Guilde de Saint-Luc
Une guilde de Saint-Luc ou gilde de saint Luc[1] (aussi appelée corporation, confrérie ou compagnie de Saint-Luc) est une organisation corporative strictement réglementée de peintres, de graveurs, de sculpteurs et d'imprimeurs de la Renaissance, active depuis le XIVe siècle en Italie (Florence), aux Pays-Bas (Bruges, Anvers, Utrecht, Delft ou Leyde), les pays rhénans et la France. Ces guildes prennent ce nom en référence à saint Luc l'évangéliste, le saint patron des peintres. Dans certaines villes, comme à Anvers, un très grand nombre de métiers artistiques y sont représentés, tandis qu'à d'autres endroits comme Bruxelles, elles réunissent uniquement les peintres. Les autres métiers artistiques se retrouvent alors au sein d'autres confréries, sous la protection d'autres saints patrons.
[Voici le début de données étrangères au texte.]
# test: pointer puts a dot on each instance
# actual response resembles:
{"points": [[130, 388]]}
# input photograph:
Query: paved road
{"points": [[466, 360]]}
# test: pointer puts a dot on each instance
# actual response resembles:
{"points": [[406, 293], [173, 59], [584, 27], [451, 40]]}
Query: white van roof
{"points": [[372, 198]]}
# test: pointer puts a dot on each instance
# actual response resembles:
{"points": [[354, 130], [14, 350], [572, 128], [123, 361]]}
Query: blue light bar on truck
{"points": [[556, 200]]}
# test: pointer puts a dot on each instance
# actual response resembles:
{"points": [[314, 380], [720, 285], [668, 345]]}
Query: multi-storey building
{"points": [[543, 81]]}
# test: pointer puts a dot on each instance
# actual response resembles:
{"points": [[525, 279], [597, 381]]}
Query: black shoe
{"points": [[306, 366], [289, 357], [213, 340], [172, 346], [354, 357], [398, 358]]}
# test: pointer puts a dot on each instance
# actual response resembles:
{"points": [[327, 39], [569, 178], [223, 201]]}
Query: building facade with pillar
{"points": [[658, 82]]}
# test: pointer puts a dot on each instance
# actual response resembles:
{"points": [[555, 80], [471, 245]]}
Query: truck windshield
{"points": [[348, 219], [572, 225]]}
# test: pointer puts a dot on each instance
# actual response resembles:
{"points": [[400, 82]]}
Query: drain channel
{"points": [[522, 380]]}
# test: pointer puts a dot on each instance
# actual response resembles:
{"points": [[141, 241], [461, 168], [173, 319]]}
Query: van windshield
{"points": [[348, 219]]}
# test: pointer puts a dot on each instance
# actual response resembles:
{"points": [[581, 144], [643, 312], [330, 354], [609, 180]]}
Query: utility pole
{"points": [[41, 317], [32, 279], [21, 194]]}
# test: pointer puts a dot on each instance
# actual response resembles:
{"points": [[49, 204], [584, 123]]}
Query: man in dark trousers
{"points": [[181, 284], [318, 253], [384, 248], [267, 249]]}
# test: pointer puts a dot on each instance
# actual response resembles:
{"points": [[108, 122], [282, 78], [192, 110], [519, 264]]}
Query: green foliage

Albrecht Dürer décrit dans son Journal de voyage[2] le festin organisé en son honneur par la guilde de Saint-Luc d'Anvers :
« Quand on me conduisit à table, la foule des invités faisait la haie, comme pour un grand seigneur… Et, tandis que je siègeais ainsi à la place d'honneur, entra avec deux serviteurs le représentant du conseil de ville qui me donna quatre cruches de vin… Et vint ensuite Maître Pierre, charpentier de la Ville, qui m'offrit deux cruches de vin et ses compliments les plus courtois… Et tard dans la nuit, on me reconduisit solennellement aux flambeaux. »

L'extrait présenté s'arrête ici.